Er zijn ook ontwikkelingen rond het verzamelen van data met toestellen met een 4G simkaart en enkele poorten waar je diverse sensoren aan kan koppelen zoals een weersstation of een waterpeilsensor om beter te kunnen irrigeren. Dat is iets om in de toekomst in het oog te houden.
Lees ook
De sky is the limit
“Data verzamelen is zeker een ding. In de landbouw worden al volgsystemen gebruikt om te weten wanneer een tractor binnen moet voor onderhoud, zoals bij auto’s. Die ontwikkeling manifesteert zich nu ook in de tuinbouw. Nog in de landbouw is er de trend van carbon farming waarbij je de CO2 in de grond wil laten. Daarbij wordt er minder diep en minder intensief geploegd en wordt er meer ingezet op lichtere grondbewerking. Om de bodemverdichting tegen te gaan, zijn alle merken bezig met machines met een lagere bandendruk, inclusief modellen waarbij je de bandendruk al rijdend kan aanpassen. In de tuinbouw zie ik die trend voorlopig minder, maar de technologie is dus al aanwezig en kan in de toekomst uit de landbouw worden overgenomen.”

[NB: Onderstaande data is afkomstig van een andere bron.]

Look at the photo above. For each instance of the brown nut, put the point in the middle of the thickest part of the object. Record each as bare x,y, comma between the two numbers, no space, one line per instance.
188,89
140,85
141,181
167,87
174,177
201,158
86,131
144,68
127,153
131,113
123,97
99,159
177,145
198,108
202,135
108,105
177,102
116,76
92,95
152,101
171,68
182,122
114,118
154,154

Welke boodschap wil je onze lezers verder nog meegeven? “De aanhangers van verbrandingsmotoren raad ik toch aan om op demonstraties batterijtoepassingen eens uit te testen. Die van vandaag zijn al lang niet meer dezelfde als die van drie of vijf jaar geleden. En de technologie verandert dagdagelijks, dus daar geldt zeker dat de sky the limit is. Dan zullen we in stedelijke context ook professionele batterij-aangedreven hakselaars aan het werk zien, waar die nu nog niet helemaal op punt staan. Maar van de machines die wel op punt staan, loont het absoluut de moeite om wat meer te investeren. Ze vragen amper onderhoud, op de volledige levensduur win je het uit en intussen heb je er genot van.”